25th December 2024
Happy Christmas! I’ve been awake since 4:00 (thanks SAD!) and I’ve been on a computer for a good deal of that time. I’m currently using my old Thinkpad a lot more; I’ve just put Ubuntu onto it and it’s now just as fast as my MacBook for nearly everything text and internet related. I’d not like to make music on it again - I remember the pain of having to find ways of getting Windows and an Intel mobile processor from 2015 to handle a 100+ track session file all too well!
One difference though, and a pretty key one for someone sat in a dark room, is that my ThinkPad has no keyboard backlight. And I think that I’ve finally found an analogy for differentiating between Absolute and Relative pitch which I’m actually happy with!
The “seeing in colour thing” never made any sense to me (possibly as I’ve got aphantasia too so imagining the concept of seeing in black and white would be, by definition, impossible).
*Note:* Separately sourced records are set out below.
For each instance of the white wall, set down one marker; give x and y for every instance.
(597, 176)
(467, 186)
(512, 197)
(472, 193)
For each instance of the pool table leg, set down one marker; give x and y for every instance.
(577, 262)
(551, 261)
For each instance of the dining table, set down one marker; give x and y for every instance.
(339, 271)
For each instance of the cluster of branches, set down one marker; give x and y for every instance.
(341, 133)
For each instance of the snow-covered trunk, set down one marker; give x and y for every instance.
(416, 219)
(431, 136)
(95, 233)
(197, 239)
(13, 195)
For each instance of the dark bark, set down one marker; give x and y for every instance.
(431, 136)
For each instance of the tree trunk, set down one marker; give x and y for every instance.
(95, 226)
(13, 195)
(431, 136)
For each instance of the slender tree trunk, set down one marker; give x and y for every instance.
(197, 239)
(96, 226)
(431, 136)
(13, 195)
As a result, I have been looking for a better way of explaining it which makes sense to me, and I think my keyboard backlight dilemma probably gets me the closest to that I can be.
You see, I’m a touch-typist. For those unacquainted, I can type without looking at the keyboard. However, touch typing is completely relative. My fingers have spent long enough at a keyboard to know the relative distances and directions between all the letters involved. My brain can pick apart the word it wishes to type next into letters, and encode those letters into a series of vectors, each sent to the most efficient finger for the job. As a result, I never have to look at the keyboard whilst typing, so it makes no difference that I am typing in the dark, you are able to read what I’m writing no bother.
But, and this is where I find the analogy to be strongest, I MUST know that my fingers are over my ‘home’ keys (d and j in my case) in order to type the correct letters. I know my vectors from there and can always move to the right letter from those keys. If, instead of d and j, I used s and h, it’d come out as a lot of wrong letters (I can’t bring myself to publish the monstrosity itself!). This is what relative pitch must feel like: the ability to work out the relative distances between the notes you’re hearing without any idea if they are objectively the correct notes. Of course in music, getting the notes relatively correct but objectively wrong doesn’t matter so much; it’s still the same piece, just in a different key, and most people will simply not notice.
But, to me, turning on absolute pitch is like turning on the keyboard backlight. Suddenly, everything is blindingly obvious, and you know exactly where to start your word. You can use a combination of relative and absolute typing techniques to get you through a piece, but at the end of the day, if you ever mistype a letter, you can look down and see exactly where it is meant to be on the keyboard at all times; a fixed reference frame. That’s exactly what my AP feels like to me, always there if I need to look down for a glance at it, instant, and rather accurate. (Although the analogy rather breaks down when I start telling you about why the whole world sounds around 13-27 cents sharp to me, but that’s another story for another day.
Anyway, Christmas morning ramble over. Have a lovely day everyone.
NB: You’ve had an explanation of how I’m typing this post, thus I take absolutely no responsibility whatsoever for matters of typographical inaccuracy.